The hybrid refrigeration system 5 contains a refrigerant circuit, and a cold and hot water circuit, via a cold water exchanger 55 as an evaporator for the refrigeration circuit and a hot water exchanger 90 are thermally interconnected as a capacitor. The refrigerant circuit contains a compressor 50 , a refrigerant line 53 and a throttle valve 54 as well as the refrigerant lines of the cold water exchanger designed as a refrigerant / water-glycol heat exchanger 55 as evaporator and hot water exchanger 90 as a capacitor. The cold water circuit transfers the cold generated in the refrigerant circuit via the cold water exchanger 55 , a cold water or brine line 56 with cold water reservoir 58 and a cold water pump 57 to the cold water register 51 , The optionally provided hot water circuit contains the hot water exchanger 90 to extract at least part of the necessary liquefaction energy via a hot water pipe 91 with a hot water reservoir 93 and a hot water pump 92 on the reheating device 9 is directed. During the cold water exchanger 55 on the low pressure side of the compressor 50 between the throttle valve 54 and the compressor 50 is arranged, is the hot water exchanger 55 on the high pressure side of the compressor 50 between the throttle valve 54 and the compressor 50 intended. The hybrid refrigeration system can also be designed as a system with several circuits.

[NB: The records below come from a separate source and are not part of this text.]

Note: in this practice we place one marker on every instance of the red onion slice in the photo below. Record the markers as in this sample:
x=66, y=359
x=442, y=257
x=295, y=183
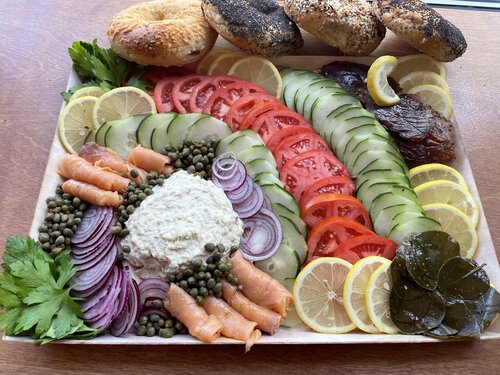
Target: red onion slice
x=262, y=235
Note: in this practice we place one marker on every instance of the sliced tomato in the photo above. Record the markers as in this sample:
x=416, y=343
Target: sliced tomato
x=181, y=93
x=297, y=144
x=243, y=105
x=359, y=247
x=328, y=234
x=342, y=205
x=221, y=100
x=299, y=172
x=162, y=94
x=203, y=90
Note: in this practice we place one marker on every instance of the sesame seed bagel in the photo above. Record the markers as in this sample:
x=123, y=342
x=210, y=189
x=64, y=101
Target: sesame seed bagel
x=422, y=27
x=257, y=26
x=349, y=26
x=164, y=32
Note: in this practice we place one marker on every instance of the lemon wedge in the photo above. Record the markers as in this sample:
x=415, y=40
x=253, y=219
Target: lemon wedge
x=318, y=295
x=76, y=122
x=378, y=85
x=355, y=291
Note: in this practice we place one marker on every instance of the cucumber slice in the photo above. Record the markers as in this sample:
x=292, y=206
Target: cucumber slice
x=178, y=130
x=281, y=210
x=284, y=264
x=208, y=128
x=149, y=124
x=279, y=195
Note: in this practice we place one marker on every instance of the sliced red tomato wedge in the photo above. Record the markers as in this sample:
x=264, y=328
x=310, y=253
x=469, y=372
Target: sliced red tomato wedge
x=297, y=144
x=181, y=93
x=299, y=172
x=355, y=248
x=342, y=205
x=221, y=100
x=203, y=90
x=328, y=234
x=243, y=105
x=162, y=94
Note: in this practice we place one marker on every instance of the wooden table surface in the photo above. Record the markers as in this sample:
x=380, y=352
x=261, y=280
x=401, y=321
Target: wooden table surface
x=34, y=66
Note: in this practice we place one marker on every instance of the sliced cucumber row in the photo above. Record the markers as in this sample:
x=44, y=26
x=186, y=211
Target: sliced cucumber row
x=365, y=147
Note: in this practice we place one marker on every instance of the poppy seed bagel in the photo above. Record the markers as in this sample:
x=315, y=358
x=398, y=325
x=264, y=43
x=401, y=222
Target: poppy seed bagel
x=422, y=27
x=257, y=26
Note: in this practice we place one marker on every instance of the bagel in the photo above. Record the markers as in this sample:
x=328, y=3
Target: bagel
x=422, y=27
x=165, y=33
x=256, y=26
x=349, y=26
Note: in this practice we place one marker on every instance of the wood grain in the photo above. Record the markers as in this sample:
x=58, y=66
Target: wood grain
x=34, y=67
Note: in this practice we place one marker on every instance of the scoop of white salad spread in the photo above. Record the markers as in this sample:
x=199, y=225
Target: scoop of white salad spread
x=171, y=226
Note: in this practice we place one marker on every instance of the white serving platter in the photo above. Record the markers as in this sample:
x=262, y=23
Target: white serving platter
x=301, y=334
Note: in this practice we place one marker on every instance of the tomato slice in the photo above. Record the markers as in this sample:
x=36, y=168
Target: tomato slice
x=342, y=205
x=297, y=144
x=299, y=172
x=221, y=100
x=181, y=93
x=325, y=237
x=243, y=105
x=162, y=94
x=203, y=90
x=359, y=247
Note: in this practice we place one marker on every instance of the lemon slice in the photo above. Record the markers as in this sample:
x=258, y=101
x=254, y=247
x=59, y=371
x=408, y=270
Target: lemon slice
x=435, y=171
x=412, y=63
x=378, y=85
x=443, y=191
x=456, y=224
x=221, y=65
x=76, y=122
x=94, y=91
x=121, y=103
x=434, y=96
x=355, y=290
x=423, y=77
x=318, y=295
x=260, y=71
x=377, y=296
x=209, y=58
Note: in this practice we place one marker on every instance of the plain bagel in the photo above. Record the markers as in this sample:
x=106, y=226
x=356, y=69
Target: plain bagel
x=257, y=26
x=164, y=32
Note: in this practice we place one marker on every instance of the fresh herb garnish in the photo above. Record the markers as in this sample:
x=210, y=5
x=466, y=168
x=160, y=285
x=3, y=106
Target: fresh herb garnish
x=34, y=294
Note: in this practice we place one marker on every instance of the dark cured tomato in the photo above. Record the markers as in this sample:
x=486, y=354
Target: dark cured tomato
x=325, y=237
x=221, y=100
x=297, y=144
x=342, y=205
x=299, y=172
x=359, y=247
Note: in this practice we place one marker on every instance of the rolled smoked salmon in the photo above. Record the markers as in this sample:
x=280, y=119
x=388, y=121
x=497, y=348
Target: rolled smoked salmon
x=107, y=159
x=267, y=320
x=181, y=305
x=77, y=168
x=259, y=287
x=92, y=194
x=236, y=326
x=150, y=160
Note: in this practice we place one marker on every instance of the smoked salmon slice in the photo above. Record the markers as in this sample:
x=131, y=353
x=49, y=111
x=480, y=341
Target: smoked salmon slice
x=77, y=168
x=107, y=159
x=259, y=287
x=181, y=305
x=236, y=326
x=150, y=160
x=267, y=320
x=92, y=194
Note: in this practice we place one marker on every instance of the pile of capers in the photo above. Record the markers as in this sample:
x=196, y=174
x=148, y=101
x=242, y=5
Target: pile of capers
x=195, y=157
x=202, y=279
x=64, y=213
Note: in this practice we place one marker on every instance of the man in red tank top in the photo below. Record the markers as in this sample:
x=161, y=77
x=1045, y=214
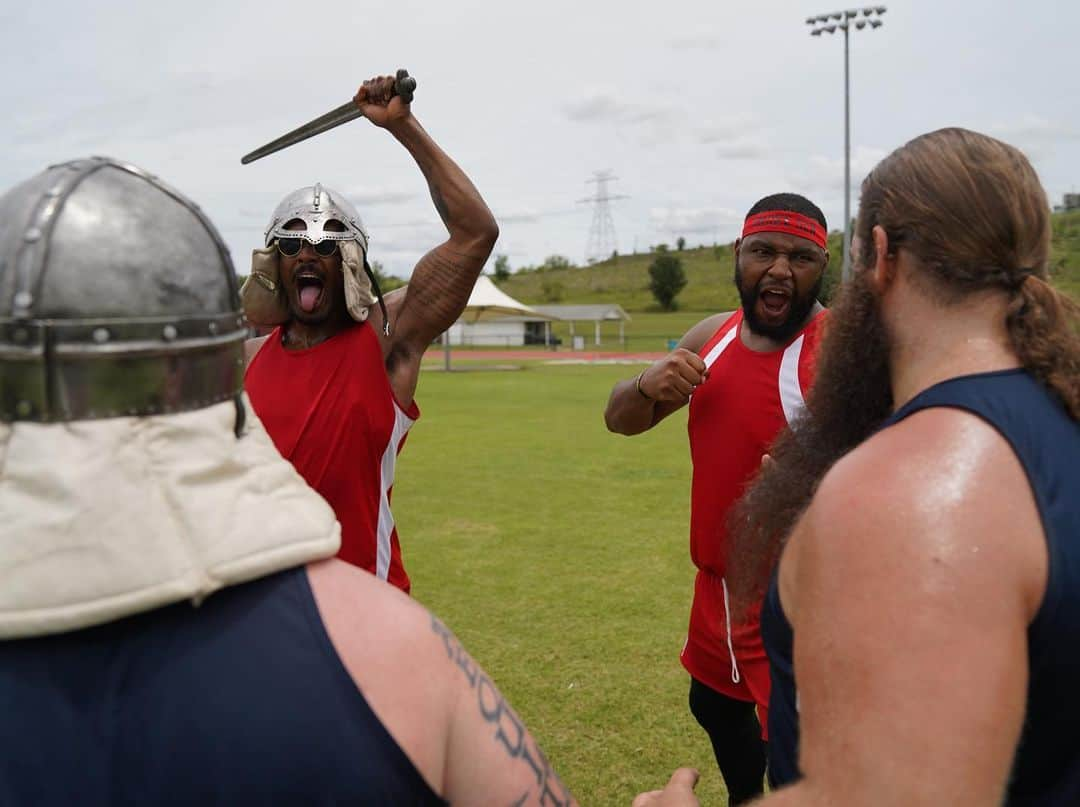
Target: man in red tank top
x=334, y=381
x=744, y=375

Because the hybrid refrigeration system 5 completely on the exhaust air side of the air conditioner, it ensures that in the event of a leak or breakdown of the hybrid refrigeration system 5 the refrigerant using the exhaust fan 52 is blown out with the exhaust air directly via the exhaust air opening, while on the other hand the evaporator on the supply air side 51 ensures efficient cooling of the supply air all year round. A monitoring device installed on the exhaust air side can also emit an optical and / or acoustic alarm in the event of a leak or accident.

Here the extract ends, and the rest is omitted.